Around Australia, there are many Home Shows gracing exhibition centres each year, with the annual Green Cities Conference providing a focused look at our urban environments.
Trying to find something on practical, sustainable construction in the commercial environment, however, and you would only lead to disappointment. This gap was spotted by the Australian Exhibitions and Conferences team who put together the first Future Build Seminar and Exhibition program which ran from October 2nd to 4th in Melbourne.
The program brought together a well-constructed and informative series of free seminars and showcased exhibitors with relevant and sustainably focused options for the commercial built environment. The seminar program was without a doubt the key drawing card as the calibre of the speakers was very high and anecdotal feedback from attendees was extremely positive. This was reflected by a significant number attending the full three-day program. Key subjects covered included building construction, systems automation and operations and maintenance.
Seminar sponsor Wood Solutions highlighted the emerging role of timber products in the industry and the rapid construction times and reduced waste that can be achieved using products such as Cross Laminated Timber (CLT). Lend Lease’s development, Forté, in Melbourne’s Victoria Harbour is a case in point. This 10-storey, 23-apartment CLT building started in June, 2012 and is due for completion October, 2012.
There was discussion on the importance of independent verification of the level of sustainability achieved (i.e. GBCA Green Star ratings, Global Green Tag certifications) and the drivers behind it all. The most notable of the drivers discussed are government tenants being required to meet increasingly ambitious sustainability guidelines such as a minimum of 4.5 Star NABERS rating, increasing regulatory requirements, investor demand and growing tenant demand for efficient sustainable premises.
Tenant demand should come as no surprise when, according to various research studies, the biggest benefit of sustainable buildings is worker productivity, which has been shown to increase by up to 40 per cent. As John O’Brien of Australian Cleantech stated in his session, Turning the CFO Green, “products need to be both economically and environmentally viable these days.”
It was also interesting to see that Davis Langdon research has identified that approximately 66 per cent of Victoria’s commercial office buildings are over 20 years old and therefore ripe for retrofitting. This is where the Sustainable Melbourne Fund could be most effectively applied.

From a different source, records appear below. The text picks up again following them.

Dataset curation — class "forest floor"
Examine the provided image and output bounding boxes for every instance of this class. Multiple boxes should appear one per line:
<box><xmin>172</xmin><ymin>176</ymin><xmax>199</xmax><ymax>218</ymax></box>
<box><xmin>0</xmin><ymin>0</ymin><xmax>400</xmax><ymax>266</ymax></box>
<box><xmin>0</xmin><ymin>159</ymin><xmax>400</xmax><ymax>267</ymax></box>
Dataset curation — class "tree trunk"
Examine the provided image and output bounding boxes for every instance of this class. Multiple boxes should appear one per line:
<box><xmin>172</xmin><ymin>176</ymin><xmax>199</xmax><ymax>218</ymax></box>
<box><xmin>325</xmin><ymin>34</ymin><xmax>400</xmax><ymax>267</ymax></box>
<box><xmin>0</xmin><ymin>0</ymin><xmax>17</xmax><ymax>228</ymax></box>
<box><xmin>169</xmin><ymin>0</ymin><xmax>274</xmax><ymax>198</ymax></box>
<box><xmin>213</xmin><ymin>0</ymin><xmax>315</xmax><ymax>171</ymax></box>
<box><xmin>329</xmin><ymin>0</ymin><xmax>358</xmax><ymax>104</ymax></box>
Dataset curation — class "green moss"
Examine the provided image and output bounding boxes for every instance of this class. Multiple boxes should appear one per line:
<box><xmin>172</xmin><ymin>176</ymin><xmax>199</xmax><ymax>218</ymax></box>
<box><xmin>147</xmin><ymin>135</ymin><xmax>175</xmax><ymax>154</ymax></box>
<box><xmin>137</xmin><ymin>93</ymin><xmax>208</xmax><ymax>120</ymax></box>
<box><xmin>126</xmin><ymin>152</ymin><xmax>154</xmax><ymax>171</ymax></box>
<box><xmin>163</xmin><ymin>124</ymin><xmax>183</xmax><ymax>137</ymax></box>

There were many great technologies on display, including Air Barrier Technologies HVAC leak detection and repair system, JAVAC’s refrigerant recovery unit and Aeratron’s very stylish, almost silent ceiling fan. The Cleantech stand showcased products relevant to the built environment such as Clinka, SMAC Technologies and enLighten Australia. Personal favourites included the real time (and retrofitable) Smart Water Meter from Watersave and from Star 8, the window with embedded solar collectors that generates power.
Overall, the Future Build 2012 seminar and expo was successful in bringing together an informative educational program and the businesses that can help to make it happen.
For me, the only disappointment was that the number of attendees was lower than expected with approximately half of those registering to attend failing to do so. Despite that, feedback from the onsite exhibitors suggested the quality of those who did attend provided excellent networking and business opportunities. I would be very keen to visit again next year, as there is likely to be even more on innovative construction methods, retrofit options and more great products.